Diante da estratégia ardilosa do empresário, os termos do acordo que firmou com o Ministério Público passam a ser altamente questionáveis. A ideia de que pôs a vida em risco com a gravação fica frágil. Ele fez o que fez movido pelo interesse de salvar a própria pele. Como diz um investigador, qualquer animal quando se sente acuado, ataca. É fato que o empresário deu uma contribuição inédita para as investigações. O questionamento é se dar salvo conduto ao criminoso para usufruir da imensa riqueza que obteve graças aos crimes que praticou e o deixar liberado para operar em todas as atividades onde delinquiu não significa que, para Joesley, o crime compensou .
O quadro que se apresenta é que o país vem sendo comandado sucessivamente por uma parceria público/privada com um grau de contaminação que dá a sensação de que não sobra ninguém. É incrível como as práticas se repetem e as narrativas para tentar negar os fatos também se mostram semelhantes.
Mais uma vez o cerco se fecha sobre um governo onde todo o entorno presidencial vai sendo envolvido e a figura central, o presidente, busca lavar as mãos com a alegação de que seus assessores e assistentes agiam por conta própria e à revelia do chefe. O ex-presidente Lula inaugurou o "eu não sabia" no Mensalão. Os dois maiores esquemas de corrupção do país prosperaram por seus dois governos e envolveram todo o staff do partido dele, o PT, e da equipe presidencial. Mas, o próprio vivia alheio a tudo isso.
Na sequência, veio o governo da ex-presidente Dilma. Os esquemas ganharam escala, personagens antigos continuaram dando as cartas dentro do governo e novos foram incluídos abrindo mais frentes para que o jogo da corrupção continuasse ativo. A presidente mais uma vez não sabia de nada. Era uma ilha cercada de corruptos por todos os lados. O mesmo discurso é apresentado agora a cada novo auxiliar do presidente Michel Temer que cai na rede da Lava-Jato.

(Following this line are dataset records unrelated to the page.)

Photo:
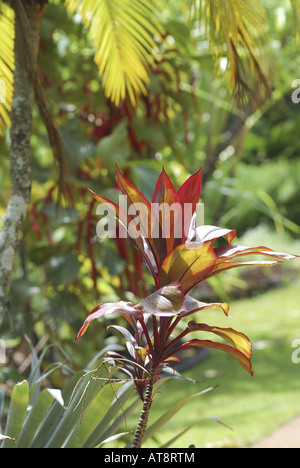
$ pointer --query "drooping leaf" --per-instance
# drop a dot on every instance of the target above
(228, 257)
(238, 355)
(237, 27)
(192, 306)
(235, 338)
(17, 413)
(124, 308)
(211, 233)
(189, 195)
(128, 224)
(167, 230)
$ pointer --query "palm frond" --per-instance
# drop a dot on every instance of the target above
(235, 29)
(7, 63)
(123, 32)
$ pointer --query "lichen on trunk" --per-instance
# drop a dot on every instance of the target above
(20, 152)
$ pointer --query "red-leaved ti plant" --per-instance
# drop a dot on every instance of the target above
(179, 256)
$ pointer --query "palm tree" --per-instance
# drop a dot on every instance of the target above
(126, 35)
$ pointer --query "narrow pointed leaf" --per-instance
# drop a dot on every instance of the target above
(167, 416)
(192, 306)
(17, 413)
(237, 339)
(189, 194)
(189, 264)
(238, 355)
(124, 308)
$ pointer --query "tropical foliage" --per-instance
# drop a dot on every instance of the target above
(179, 114)
(178, 264)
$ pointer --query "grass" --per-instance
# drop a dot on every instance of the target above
(253, 407)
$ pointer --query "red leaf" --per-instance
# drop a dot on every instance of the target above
(189, 193)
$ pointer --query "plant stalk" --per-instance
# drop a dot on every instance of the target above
(144, 416)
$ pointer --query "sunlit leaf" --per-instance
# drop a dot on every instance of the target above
(123, 32)
(124, 308)
(189, 263)
(166, 302)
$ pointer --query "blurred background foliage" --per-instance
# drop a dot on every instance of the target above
(249, 156)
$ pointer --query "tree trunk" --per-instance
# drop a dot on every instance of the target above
(28, 15)
(144, 416)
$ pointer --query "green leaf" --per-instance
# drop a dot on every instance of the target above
(91, 416)
(35, 417)
(17, 413)
(123, 37)
(165, 418)
(63, 268)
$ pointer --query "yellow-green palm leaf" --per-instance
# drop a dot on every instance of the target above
(123, 32)
(235, 28)
(7, 63)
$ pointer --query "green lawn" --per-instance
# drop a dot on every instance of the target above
(252, 406)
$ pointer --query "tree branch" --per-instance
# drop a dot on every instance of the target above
(20, 155)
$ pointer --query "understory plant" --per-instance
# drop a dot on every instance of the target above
(179, 254)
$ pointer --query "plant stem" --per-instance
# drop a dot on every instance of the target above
(144, 416)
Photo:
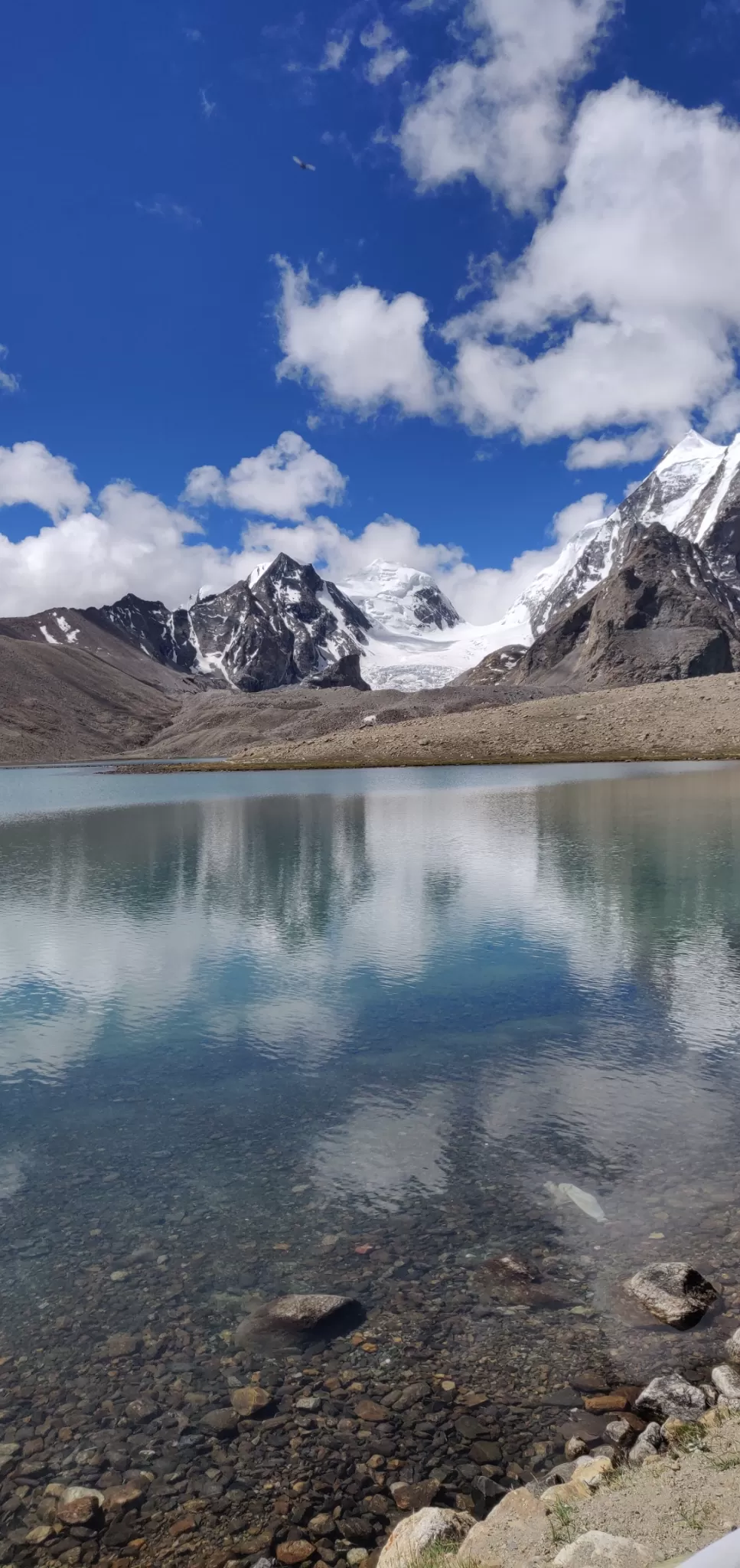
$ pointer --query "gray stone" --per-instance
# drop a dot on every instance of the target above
(726, 1382)
(291, 1313)
(648, 1445)
(621, 1433)
(427, 1527)
(674, 1294)
(671, 1396)
(510, 1536)
(607, 1551)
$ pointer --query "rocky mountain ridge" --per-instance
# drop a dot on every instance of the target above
(660, 615)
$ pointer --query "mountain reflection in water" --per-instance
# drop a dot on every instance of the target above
(397, 1002)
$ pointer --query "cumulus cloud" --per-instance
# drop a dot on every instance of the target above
(8, 381)
(358, 347)
(500, 113)
(30, 472)
(384, 58)
(634, 272)
(129, 541)
(282, 482)
(336, 52)
(617, 327)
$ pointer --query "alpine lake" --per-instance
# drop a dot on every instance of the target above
(351, 1034)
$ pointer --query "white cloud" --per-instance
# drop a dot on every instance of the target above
(631, 284)
(8, 381)
(361, 348)
(281, 482)
(131, 541)
(634, 272)
(336, 52)
(590, 508)
(614, 452)
(30, 474)
(386, 58)
(504, 118)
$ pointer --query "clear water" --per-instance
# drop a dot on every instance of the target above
(256, 1023)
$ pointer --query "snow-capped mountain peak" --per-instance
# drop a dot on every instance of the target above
(400, 598)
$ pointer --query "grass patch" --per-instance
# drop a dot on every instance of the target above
(690, 1439)
(563, 1523)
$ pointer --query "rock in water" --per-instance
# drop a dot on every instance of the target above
(671, 1396)
(421, 1530)
(584, 1200)
(726, 1382)
(674, 1294)
(732, 1349)
(598, 1550)
(292, 1313)
(249, 1400)
(510, 1536)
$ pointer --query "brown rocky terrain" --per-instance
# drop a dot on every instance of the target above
(689, 719)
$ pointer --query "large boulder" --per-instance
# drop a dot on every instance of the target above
(674, 1294)
(648, 1445)
(726, 1382)
(421, 1530)
(598, 1550)
(510, 1536)
(732, 1349)
(671, 1396)
(291, 1313)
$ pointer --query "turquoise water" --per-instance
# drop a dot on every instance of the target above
(261, 1020)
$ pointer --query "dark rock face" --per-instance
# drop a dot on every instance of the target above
(493, 667)
(278, 629)
(433, 609)
(342, 671)
(662, 615)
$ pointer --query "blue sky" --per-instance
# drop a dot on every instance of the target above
(504, 259)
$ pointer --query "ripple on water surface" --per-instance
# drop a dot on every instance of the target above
(339, 1035)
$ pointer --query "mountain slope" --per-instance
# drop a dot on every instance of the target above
(693, 492)
(278, 628)
(662, 615)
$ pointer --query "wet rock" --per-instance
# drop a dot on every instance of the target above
(220, 1421)
(510, 1536)
(127, 1496)
(427, 1527)
(674, 1292)
(726, 1380)
(671, 1396)
(414, 1494)
(648, 1445)
(732, 1349)
(79, 1506)
(598, 1550)
(251, 1399)
(38, 1536)
(487, 1452)
(142, 1410)
(295, 1551)
(621, 1433)
(369, 1412)
(122, 1346)
(604, 1403)
(292, 1313)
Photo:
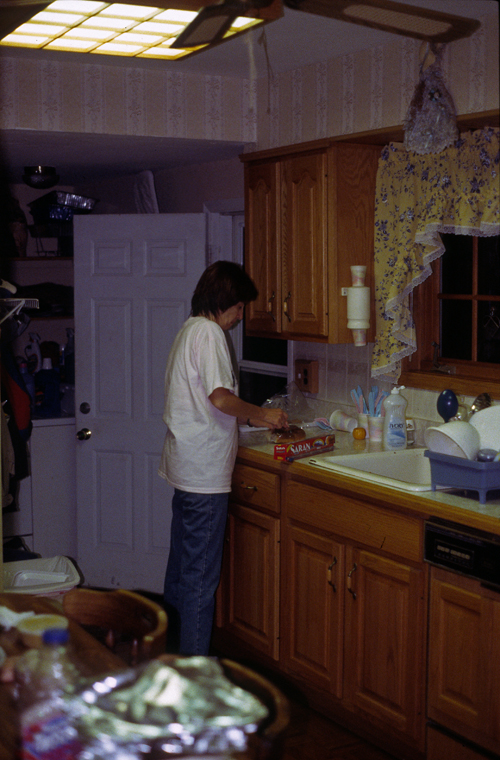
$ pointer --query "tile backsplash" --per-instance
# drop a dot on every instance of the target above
(342, 367)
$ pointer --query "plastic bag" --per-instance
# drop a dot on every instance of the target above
(291, 400)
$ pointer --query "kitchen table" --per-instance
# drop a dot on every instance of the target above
(94, 657)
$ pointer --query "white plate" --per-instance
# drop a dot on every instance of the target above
(487, 424)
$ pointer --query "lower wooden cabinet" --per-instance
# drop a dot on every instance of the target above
(464, 658)
(312, 601)
(355, 618)
(253, 577)
(384, 640)
(248, 595)
(334, 591)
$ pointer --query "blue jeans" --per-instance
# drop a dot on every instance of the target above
(194, 564)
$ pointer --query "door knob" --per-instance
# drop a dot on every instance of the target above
(84, 434)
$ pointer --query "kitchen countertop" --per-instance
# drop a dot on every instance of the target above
(447, 504)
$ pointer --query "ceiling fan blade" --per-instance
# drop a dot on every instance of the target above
(392, 16)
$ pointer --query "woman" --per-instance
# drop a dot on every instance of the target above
(202, 410)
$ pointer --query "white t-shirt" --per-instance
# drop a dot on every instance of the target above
(201, 442)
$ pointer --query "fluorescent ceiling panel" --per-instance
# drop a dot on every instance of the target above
(135, 31)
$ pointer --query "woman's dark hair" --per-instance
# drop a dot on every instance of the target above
(222, 285)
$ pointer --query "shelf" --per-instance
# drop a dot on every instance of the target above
(31, 259)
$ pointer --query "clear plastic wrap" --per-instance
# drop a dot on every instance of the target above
(291, 400)
(186, 707)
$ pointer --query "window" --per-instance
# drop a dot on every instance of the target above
(457, 316)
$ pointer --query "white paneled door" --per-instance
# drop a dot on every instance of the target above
(134, 278)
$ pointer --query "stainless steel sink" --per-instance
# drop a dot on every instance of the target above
(406, 469)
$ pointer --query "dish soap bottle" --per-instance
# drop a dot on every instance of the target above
(394, 435)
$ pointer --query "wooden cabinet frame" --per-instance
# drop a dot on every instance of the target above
(309, 217)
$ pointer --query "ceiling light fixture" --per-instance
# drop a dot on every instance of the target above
(137, 31)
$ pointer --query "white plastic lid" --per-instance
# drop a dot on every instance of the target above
(395, 391)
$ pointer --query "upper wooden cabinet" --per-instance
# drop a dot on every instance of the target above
(309, 217)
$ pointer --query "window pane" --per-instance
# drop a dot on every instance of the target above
(456, 329)
(456, 264)
(489, 266)
(488, 332)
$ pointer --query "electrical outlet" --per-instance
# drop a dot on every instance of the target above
(306, 375)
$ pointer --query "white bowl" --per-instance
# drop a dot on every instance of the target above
(487, 424)
(456, 438)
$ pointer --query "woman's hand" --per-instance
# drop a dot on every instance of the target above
(274, 418)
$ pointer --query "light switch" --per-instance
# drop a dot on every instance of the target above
(306, 375)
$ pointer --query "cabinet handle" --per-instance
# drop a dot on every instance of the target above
(285, 306)
(329, 574)
(349, 582)
(270, 306)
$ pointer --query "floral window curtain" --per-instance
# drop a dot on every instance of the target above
(417, 197)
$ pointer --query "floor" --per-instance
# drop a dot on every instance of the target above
(310, 736)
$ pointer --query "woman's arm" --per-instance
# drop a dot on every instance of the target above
(228, 403)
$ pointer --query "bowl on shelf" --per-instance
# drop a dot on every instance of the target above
(456, 438)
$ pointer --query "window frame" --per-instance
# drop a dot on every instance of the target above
(418, 370)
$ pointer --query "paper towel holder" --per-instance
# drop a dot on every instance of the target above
(358, 305)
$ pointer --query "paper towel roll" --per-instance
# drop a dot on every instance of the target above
(358, 308)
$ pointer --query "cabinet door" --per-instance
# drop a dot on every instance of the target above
(252, 578)
(464, 658)
(384, 652)
(304, 245)
(312, 605)
(262, 243)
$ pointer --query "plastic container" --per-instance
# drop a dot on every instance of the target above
(41, 576)
(340, 420)
(29, 382)
(456, 472)
(42, 675)
(394, 435)
(47, 397)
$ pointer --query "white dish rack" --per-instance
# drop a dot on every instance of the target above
(40, 576)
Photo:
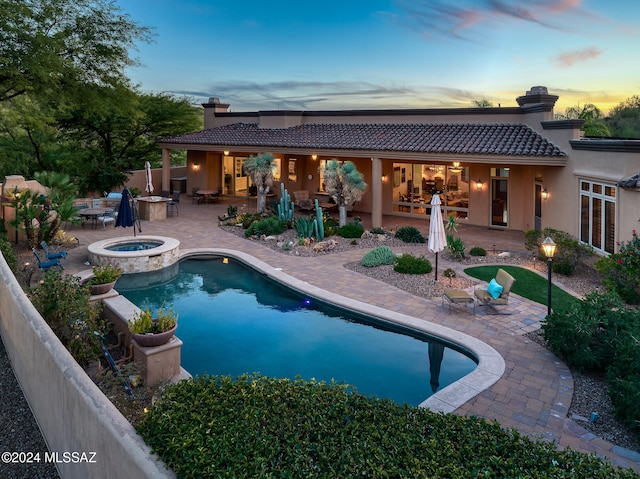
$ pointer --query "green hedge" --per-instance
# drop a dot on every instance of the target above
(260, 427)
(601, 334)
(378, 256)
(410, 264)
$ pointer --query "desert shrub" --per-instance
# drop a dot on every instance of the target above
(207, 426)
(600, 333)
(9, 253)
(354, 229)
(478, 251)
(66, 307)
(587, 334)
(331, 225)
(621, 271)
(409, 234)
(272, 225)
(569, 251)
(378, 256)
(303, 226)
(410, 264)
(455, 247)
(247, 219)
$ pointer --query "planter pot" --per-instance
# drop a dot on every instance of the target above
(101, 288)
(151, 340)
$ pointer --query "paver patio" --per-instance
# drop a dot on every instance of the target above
(533, 395)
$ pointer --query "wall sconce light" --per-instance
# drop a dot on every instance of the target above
(456, 167)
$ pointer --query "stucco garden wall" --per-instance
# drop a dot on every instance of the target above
(73, 414)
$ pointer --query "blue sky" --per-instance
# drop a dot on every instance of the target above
(350, 54)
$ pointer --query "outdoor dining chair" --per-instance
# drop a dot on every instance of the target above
(106, 218)
(49, 254)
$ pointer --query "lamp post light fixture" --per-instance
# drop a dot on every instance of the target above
(549, 249)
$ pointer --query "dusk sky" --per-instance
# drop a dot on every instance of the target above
(352, 54)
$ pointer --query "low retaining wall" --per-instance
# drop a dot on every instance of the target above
(71, 411)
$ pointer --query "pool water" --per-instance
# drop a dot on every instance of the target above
(234, 320)
(134, 246)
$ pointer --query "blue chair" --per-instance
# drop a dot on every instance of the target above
(49, 254)
(45, 265)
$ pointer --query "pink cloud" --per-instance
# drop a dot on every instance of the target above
(578, 56)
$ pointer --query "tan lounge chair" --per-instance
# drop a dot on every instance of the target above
(485, 298)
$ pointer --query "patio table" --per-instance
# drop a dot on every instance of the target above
(92, 214)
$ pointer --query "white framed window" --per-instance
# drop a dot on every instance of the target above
(598, 215)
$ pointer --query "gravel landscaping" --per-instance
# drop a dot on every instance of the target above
(21, 433)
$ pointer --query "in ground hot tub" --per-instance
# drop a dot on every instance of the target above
(135, 254)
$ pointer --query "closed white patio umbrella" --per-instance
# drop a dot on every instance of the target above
(437, 237)
(147, 169)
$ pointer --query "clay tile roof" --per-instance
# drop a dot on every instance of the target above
(452, 138)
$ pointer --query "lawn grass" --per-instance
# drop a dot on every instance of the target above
(528, 284)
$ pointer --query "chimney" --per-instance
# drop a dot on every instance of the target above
(538, 95)
(216, 105)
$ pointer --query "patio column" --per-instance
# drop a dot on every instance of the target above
(376, 193)
(166, 169)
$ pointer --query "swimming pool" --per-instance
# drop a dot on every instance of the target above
(233, 320)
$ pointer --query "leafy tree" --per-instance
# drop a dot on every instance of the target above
(482, 103)
(260, 170)
(97, 135)
(29, 139)
(60, 43)
(345, 184)
(594, 123)
(624, 119)
(116, 130)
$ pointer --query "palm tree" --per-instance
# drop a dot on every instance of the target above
(260, 170)
(345, 184)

Tentar criar no subconsciente a ideia de que os fins justificam os meios não funciona mais. Querer barganhar desvios com avanços é buscar uma negociação voltada para padrões que deixaram de ser tolerados. Os discursos de Lula, Dilma e Temer encontram pelo menos um ponto de convergência. Os três parecem ter sido acometidos de um mal que no meio jurídico se convencionou chamar de cegueira deliberada.